HowTo: for procedural content

If you have "how to" articles, the HowTo schema is a significant bonus. It structures each step with a name, description, and optionally an image or required tool.

We tested this on a client in the construction sector in Namur. Same article, with and without HowTo schema. With the schema, Perplexity cited the article by listing the steps directly in its response. Without the schema, the article appeared as just another link. The difference between being the answer and being a source.

Product and Service: say what you sell

When someone asks an LLM "what tool for managing invoices in Belgium?", the model looks for Product or Service entities with clear attributes: name, description, price, geographic area, category.

If your service page doesn't have this schema, you're relying on the LLM to "understand" that you sell something by reading your marketing prose. Good luck. Service pages are often the worst structured: lots of storytelling, little machine-exploitable data.

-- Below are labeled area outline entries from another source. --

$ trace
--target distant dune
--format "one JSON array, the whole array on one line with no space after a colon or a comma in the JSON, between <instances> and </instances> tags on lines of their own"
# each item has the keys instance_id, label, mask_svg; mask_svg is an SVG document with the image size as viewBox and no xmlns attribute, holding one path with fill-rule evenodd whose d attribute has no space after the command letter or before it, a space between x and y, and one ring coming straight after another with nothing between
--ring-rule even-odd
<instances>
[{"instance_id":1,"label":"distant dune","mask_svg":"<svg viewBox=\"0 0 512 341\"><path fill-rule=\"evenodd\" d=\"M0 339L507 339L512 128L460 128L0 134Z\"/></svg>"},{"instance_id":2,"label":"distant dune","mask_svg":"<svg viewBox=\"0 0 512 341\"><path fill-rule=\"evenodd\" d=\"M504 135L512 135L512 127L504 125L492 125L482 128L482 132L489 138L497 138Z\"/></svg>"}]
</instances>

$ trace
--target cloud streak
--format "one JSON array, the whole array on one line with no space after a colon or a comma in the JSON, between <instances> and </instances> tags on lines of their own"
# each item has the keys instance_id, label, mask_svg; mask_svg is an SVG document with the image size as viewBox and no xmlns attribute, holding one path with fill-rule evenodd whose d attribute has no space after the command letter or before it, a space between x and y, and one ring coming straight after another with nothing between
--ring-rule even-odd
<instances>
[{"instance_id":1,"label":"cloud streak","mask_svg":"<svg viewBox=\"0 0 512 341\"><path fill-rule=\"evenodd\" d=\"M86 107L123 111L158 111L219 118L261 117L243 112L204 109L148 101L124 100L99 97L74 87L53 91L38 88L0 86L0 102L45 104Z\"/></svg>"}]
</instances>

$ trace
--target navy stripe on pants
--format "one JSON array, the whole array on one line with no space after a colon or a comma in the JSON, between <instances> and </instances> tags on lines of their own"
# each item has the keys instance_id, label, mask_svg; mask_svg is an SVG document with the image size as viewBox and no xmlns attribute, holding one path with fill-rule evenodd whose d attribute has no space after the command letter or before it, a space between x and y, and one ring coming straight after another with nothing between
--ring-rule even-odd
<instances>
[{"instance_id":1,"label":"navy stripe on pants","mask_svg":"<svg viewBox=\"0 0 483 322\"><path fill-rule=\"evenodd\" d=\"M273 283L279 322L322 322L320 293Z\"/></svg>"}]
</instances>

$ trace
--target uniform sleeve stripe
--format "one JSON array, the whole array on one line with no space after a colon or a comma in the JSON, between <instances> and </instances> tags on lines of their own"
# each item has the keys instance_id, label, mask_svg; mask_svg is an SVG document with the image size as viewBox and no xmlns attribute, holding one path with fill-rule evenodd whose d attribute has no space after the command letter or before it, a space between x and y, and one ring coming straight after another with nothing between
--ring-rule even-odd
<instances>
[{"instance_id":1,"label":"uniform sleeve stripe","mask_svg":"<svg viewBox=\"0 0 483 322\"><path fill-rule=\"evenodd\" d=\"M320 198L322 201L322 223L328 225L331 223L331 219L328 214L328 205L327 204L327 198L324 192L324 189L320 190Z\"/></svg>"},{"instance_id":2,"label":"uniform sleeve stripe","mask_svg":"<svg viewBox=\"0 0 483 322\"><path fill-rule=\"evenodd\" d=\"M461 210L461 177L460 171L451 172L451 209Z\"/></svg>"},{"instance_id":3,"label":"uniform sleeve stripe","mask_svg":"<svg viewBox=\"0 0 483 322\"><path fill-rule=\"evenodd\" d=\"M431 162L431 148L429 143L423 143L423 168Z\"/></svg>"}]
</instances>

Our advice: keep the storytelling for humans, add the schema for machines. Both can coexist on the same page.

The implementation order

If you're starting from zero, here's how we proceed with our clients:

Week 1: Organization on the homepage. It's the foundation. 30 minutes of work for a developer.
Week 2: FAQPage on your 3 to 5 most visited pages. Identify the questions, write concise answers, add the schema.
Week 3: Article/BlogPosting on all existing articles. If you have a CMS like WordPress, a plugin like Yoast or RankMath does this automatically. Check that the data is correct anyway.
Week 4: Product/Service on your commercial pages and HowTo on your guides.

Total: one month. No redesign needed. No agency charging $15K. A competent developer and someone who knows the business is enough.

Mistakes that undo all the work

Invisible schema. The JSON-LD is in the code, but it contains syntax errors. Always validate with the Rich Results Test from Google and the Schema.org validator.

Schema that doesn't match visible content. Your FAQ schema lists 8 questions, but only 3 are visible on the page. Google calls this "schema spam" and may penalize. LLMs will simply ignore the signal.

Empty or generic fields. "description": "We are an innovative company". That says nothing. Be specific: sector, location, concrete offering.

Schema markup isn't magic. It's a structured language that machines read natively. If you speak it correctly, they understand you. If you botch it, they ignore you. It's that simple.